THE NATIONAL Treasury Management Agency (NTMA) has said it is confident there is no conflict of interest between the work of solicitor firm Arthur Cox for Bank of Ireland and its appointment as legal adviser to the National Assets Management Agency (Nama).

Arthur Cox was confirmed as the winner of a tender process to provide legal services to Nama on Thursday. The company, which employs 600 people, has also been appointed to advise Bank of Ireland on its dealings with Nama.

The contract was awarded by the NTMA, under whose aegis Nama is being established. Seventeen legal firms tendered for the lucrative advisory work, which will run until September.

Fine Gael TD Phil Hogan said the decision to appoint Arthur Cox was outrageous, given its work with Bank of Ireland.

He said the contract should not have gone to any firm that had worked for the banks. It should have gone outside the country if necessary, he said.

“The most important point is that Nama should inspire confidence; using a firm that works for a bank does not inspire confidence,” he said. “I can’t understand how the Minister [for Finance] could proceed with this.”

A spokesman for Nama told The Irish Times that it had asked each of the applicants to set out potential areas of conflict and they were fully aware of the firm’s work for Bank of Ireland.

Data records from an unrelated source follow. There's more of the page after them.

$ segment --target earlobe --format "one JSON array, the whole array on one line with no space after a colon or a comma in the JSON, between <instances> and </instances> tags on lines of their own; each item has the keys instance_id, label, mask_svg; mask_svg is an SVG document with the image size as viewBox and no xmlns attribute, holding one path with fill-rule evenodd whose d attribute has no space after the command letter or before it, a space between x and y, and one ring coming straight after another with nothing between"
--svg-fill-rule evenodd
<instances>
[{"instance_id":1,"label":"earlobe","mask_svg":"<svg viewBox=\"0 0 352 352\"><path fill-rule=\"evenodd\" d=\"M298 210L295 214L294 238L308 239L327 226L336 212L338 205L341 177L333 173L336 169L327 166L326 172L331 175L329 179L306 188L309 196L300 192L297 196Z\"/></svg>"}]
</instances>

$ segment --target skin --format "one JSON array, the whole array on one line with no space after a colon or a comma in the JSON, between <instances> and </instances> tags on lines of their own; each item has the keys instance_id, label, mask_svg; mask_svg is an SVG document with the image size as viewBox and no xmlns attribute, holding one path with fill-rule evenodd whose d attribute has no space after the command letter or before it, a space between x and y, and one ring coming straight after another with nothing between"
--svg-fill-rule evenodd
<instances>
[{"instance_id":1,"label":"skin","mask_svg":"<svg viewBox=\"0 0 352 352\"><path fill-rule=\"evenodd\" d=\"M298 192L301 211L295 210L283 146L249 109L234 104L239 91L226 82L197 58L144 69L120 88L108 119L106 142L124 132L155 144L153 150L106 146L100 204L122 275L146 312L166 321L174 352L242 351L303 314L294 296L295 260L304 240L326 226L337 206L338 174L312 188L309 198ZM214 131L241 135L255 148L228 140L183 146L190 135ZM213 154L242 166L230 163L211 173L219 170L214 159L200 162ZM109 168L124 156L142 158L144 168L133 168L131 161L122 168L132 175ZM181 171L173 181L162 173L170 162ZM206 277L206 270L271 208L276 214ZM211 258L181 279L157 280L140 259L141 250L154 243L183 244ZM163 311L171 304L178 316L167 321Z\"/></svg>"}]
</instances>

He said there was a small pool of advisers in Ireland and all, to a greater or lesser extent, were involved with the banks. “None can wriggle away white,” he said.

They were confident and satisfied there was no issue around conflict of interest, he said. And they had received assurances from Arthur Cox that the team working for Nama would be “ring-fenced”.

He pointed out that Arthur Cox had worked with Bank of Ireland and the Department of Finance during the recapitalisation of the banks. Two teams from that firm had faced each other across the negotiating table during the process, he said.

“We shortlisted three firms and there was a huge difference as far as the taxpayers were concerned,” he added.

The spokesman also said Nama would be advertising separately in the next few weeks for a panel of legal advisers who would be called on to go into the banks and carry out due diligence work.

A spokesman for Arthur Cox declined to comment.